Gardai target car-crazy boy racers in attempt to save young motorists' lives
So-called 'Boy Racers' are to be targeted by gardai as the latest statistics on deaths on Irish roads show that young men remain more likely to die in traffic accidents than any other group.
More than half of 150 people who died on the roads so far this year were aged between 16 and 30, and three in four of those are males.
While road deaths are falling overall, the alarming statistics have led to a new intelligence-gathering initiative targeting boy racers.
John Twomey, who became assistant commissioner in charge of the Garda National Traffic Bureau last month, said the aim is to deter young men from speeding.
The initiative is already under way in counties Donegal and Tipperary, which have seen high levels of accidents from reckless driving.
"More than 50 per cent of our road deaths are between the ages of 16 and 30," he said. "If you look at the statistics, they are frightening and they should be of concern to everyone in the wider community.
"This isn't just about the gardai, it's about family, community, friends.
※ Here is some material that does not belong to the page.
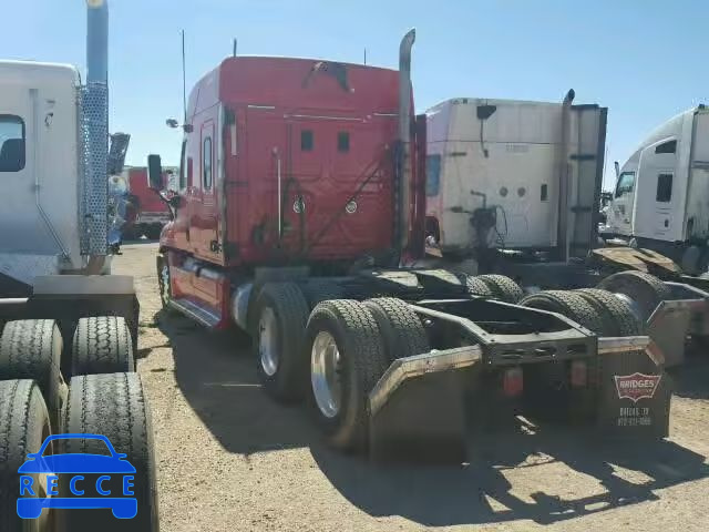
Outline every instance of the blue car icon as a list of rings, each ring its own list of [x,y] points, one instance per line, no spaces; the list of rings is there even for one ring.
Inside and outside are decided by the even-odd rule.
[[[43,456],[47,447],[53,440],[100,440],[106,444],[109,454],[91,453],[64,453]],[[133,495],[133,474],[135,468],[126,459],[126,454],[115,451],[111,441],[101,434],[53,434],[49,436],[37,453],[27,456],[27,461],[20,466],[20,498],[18,498],[18,515],[22,519],[37,519],[44,508],[61,509],[111,509],[117,519],[132,519],[137,514],[137,500]],[[71,478],[71,492],[76,497],[22,497],[23,494],[34,495],[31,489],[31,477],[29,474],[68,474]],[[95,482],[96,491],[105,497],[81,497],[84,490],[79,489],[79,482],[85,479],[81,473],[100,474]],[[111,480],[112,475],[123,475],[123,497],[110,497],[111,492],[104,489],[104,482]],[[49,477],[48,477],[49,479]],[[54,479],[56,479],[54,477]],[[48,480],[49,482],[49,480]],[[55,488],[55,484],[53,485]],[[47,487],[47,493],[51,492]]]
We need to get to the stage where any kind of inappropriate road use, inappropriate speed, is socially unacceptable."
Statistics can tell a lot about road traffic accidents, according to Mr Twomey, including the fact that so far this year, 54 per cent of accidents happen between 6pm and midnight and mostly on roads with 50 to 80 km-an-hour speed limits, where 88 per cent of garda traffic enforcement is concentrated.
Overall the number of road deaths fell to its lowest level on record last year at 239 and the trend continues.
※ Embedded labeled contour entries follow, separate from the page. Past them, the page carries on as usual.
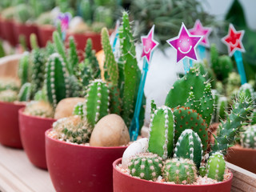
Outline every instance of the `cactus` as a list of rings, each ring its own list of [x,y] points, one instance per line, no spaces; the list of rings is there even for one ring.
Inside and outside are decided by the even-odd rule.
[[[122,49],[121,60],[124,62],[123,113],[122,117],[129,127],[134,112],[141,71],[137,65],[135,46],[126,12],[123,12],[122,14],[122,26],[119,30],[119,37]]]
[[[45,84],[49,102],[54,107],[70,95],[67,76],[63,59],[58,54],[51,54],[46,63]]]
[[[30,82],[26,82],[19,90],[18,98],[20,102],[30,101],[32,95],[32,85]]]
[[[52,106],[45,101],[32,101],[29,102],[26,106],[24,113],[42,118],[54,118],[54,116]]]
[[[106,82],[101,79],[92,81],[88,86],[82,109],[84,117],[92,127],[102,117],[108,114],[109,100],[109,90]]]
[[[169,107],[159,107],[150,119],[149,151],[164,159],[174,150],[174,117]]]
[[[240,134],[241,145],[245,148],[256,149],[256,126],[248,126],[246,131]]]
[[[155,182],[161,175],[162,166],[162,158],[155,154],[147,153],[133,157],[128,169],[132,176]]]
[[[199,136],[192,130],[187,129],[178,139],[174,158],[191,159],[199,168],[202,153],[202,145]]]
[[[74,115],[60,118],[54,122],[53,130],[56,133],[58,139],[82,144],[89,142],[92,129],[86,119]]]
[[[219,152],[213,154],[207,162],[207,177],[216,179],[218,182],[223,180],[226,169],[224,156]]]
[[[172,158],[166,160],[163,167],[163,178],[176,184],[191,184],[197,177],[197,167],[192,160]]]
The figure of 150 people who died on Irish roads so far this year is down 20 from the same period last year.
Despite this, eight men -- including seven young male friends -- died on the Inishowen Peninsula in Donegal in one of the worst road accidents in the country's history in July. The driver of one of the cars, a young man in his 20s, was the only survivor.
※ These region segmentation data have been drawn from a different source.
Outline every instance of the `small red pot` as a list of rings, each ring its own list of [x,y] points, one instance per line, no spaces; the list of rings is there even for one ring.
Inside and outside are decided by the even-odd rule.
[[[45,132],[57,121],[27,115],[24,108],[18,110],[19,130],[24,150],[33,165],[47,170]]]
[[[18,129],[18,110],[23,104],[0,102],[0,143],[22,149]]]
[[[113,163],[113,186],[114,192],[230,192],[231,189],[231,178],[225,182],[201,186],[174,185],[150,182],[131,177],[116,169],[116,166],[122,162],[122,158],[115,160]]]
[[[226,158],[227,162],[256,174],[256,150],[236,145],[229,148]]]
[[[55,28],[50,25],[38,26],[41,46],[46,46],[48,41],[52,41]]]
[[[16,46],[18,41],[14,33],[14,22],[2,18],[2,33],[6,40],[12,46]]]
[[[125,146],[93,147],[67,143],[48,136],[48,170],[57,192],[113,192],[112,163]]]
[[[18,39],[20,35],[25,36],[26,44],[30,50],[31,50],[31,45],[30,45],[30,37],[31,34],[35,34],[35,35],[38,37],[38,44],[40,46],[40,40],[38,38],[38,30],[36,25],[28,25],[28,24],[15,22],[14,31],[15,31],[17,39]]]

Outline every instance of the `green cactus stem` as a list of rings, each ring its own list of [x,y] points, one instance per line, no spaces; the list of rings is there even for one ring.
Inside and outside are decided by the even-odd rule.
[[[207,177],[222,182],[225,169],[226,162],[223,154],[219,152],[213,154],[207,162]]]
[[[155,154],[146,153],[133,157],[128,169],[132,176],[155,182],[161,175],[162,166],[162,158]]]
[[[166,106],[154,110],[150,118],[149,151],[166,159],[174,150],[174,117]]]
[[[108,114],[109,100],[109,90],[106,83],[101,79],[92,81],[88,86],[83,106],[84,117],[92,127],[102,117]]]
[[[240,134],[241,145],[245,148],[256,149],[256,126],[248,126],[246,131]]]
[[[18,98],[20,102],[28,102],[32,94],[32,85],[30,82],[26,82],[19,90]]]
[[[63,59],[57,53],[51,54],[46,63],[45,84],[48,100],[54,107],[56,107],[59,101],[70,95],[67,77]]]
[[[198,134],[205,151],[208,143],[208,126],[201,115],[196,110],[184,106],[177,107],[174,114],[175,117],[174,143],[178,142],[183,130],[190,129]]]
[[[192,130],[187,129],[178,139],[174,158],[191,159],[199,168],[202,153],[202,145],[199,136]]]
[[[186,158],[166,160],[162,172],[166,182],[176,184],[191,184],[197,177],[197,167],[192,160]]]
In another horrific multiple accident last month, four teenagers died when their car crashed after 7am as they returned from a party. In both cases speed is believed to have played a significant role.
The latest initiative is modelled on an operation Mr Twomey was previously involved in while a chief superintendent in west Dublin. Groups of young men used to congregate around a particular car park a couple of nights a week, trying out various manouvres in their cars. In response, gardai surrounded the drivers one night, backed up by a garda helicopter and patrol cars, checking the insurance, tax and potential breaches of the road traffic regulations.
"The first couple of nights we surrounded the group, went in and examined the cars. A lot of the cars were fine. We ran that over a period of three to four months and eventually we got to know them quite well. We got to develop a relationship with them. Eventually they just stopped coming out there," he said.
The model has been expanded to Donegal, which has among the highest road deaths records in Ireland, and in Tipperary, where gangs of boy racers have recently been posting video clips of their reckless motoring antics on YouTube.